According to the National Highway Safety Administration, deer collisions are most likely to occur during deer breeding season – from October through early January, at dawn and from dusk to late evening.
A recent survey by the administration found that more deer-related accidents were occurring due to increasing deer populations and as neighborhoods and other building take over their natural destruction habitats.
The study found:
- 1.5 million deer-related car accidents occur each year.
- The accidents result in more than $1 billion dollars in vehicle damage.
- On average, there are 175-200 fatalities every year and 10,000 injuries.
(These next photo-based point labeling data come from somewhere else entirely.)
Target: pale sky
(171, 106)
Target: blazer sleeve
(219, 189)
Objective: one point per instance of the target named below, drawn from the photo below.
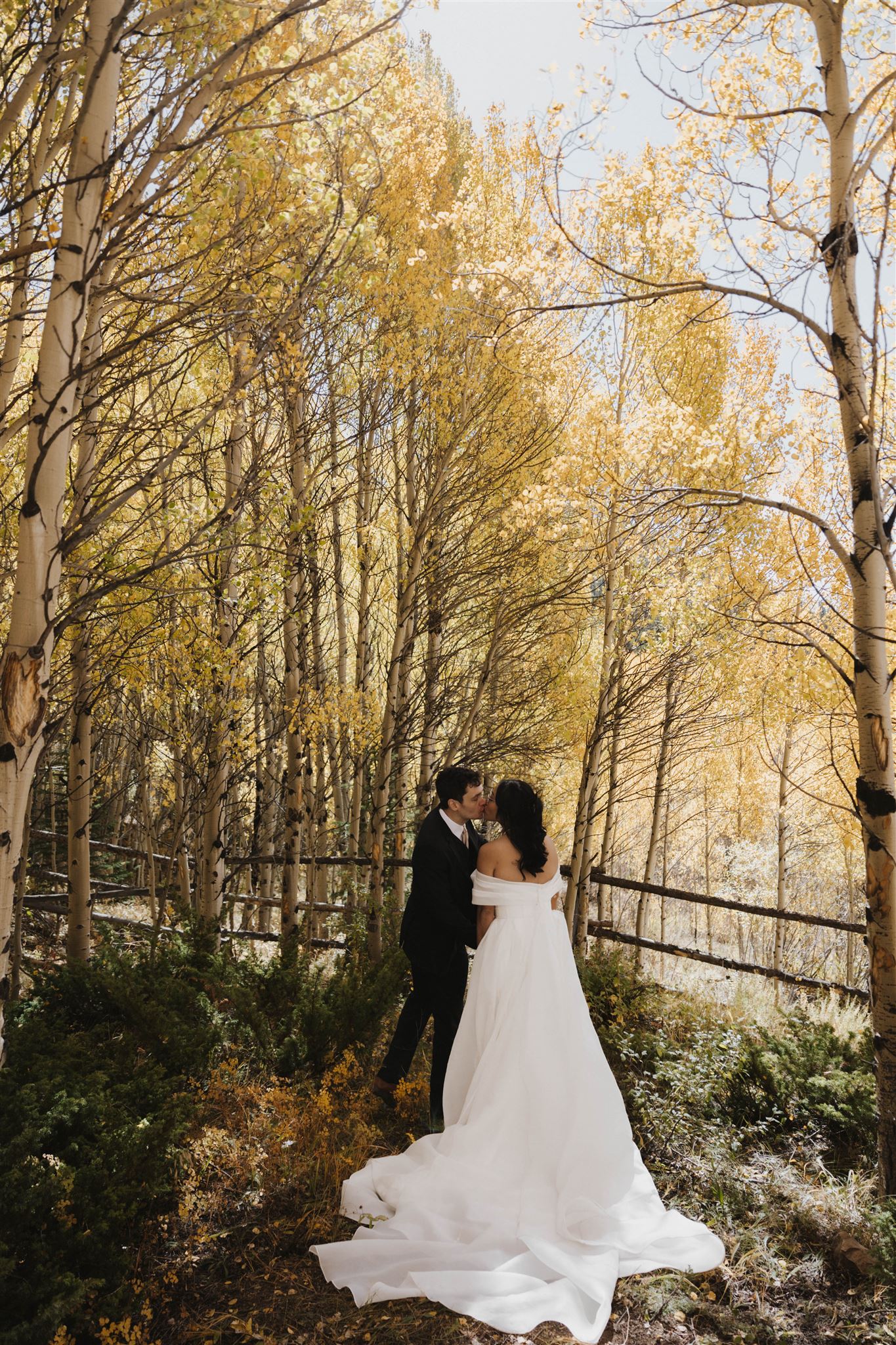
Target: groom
(438, 923)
The association also said one of the biggest mistakes drivers can make when they see a deer in the roadway is to veer into the other lane. This action can cause head-on accident and usually are much deadlier than hitting the deer.
Some tips for driving during deer season include:
- Know the likely deer-crossing zones.
- Be especially alert for deer when driving on roads or highways on the outskirts of town and in rural areas.
- Know when deer are on the move – be especially careful between 5 a.m. and 8 a.m. and between 5 p.m. and midnight.
- Don’t rely on devices – items like deer whistles, deer fences and reflectors have not been proven effective at deterring deer crossing roadways.
- Brake firmly when a deer is near the road – slow down and stop if necessary.
- Be careful not to swerve out of your lane either into on-coming traffic or off the shoulder and into a ditch.
- Keep your distance – if you do strike a deer, don’t approach it. An injured deer is frightened and can injure you as well as further injuring itself.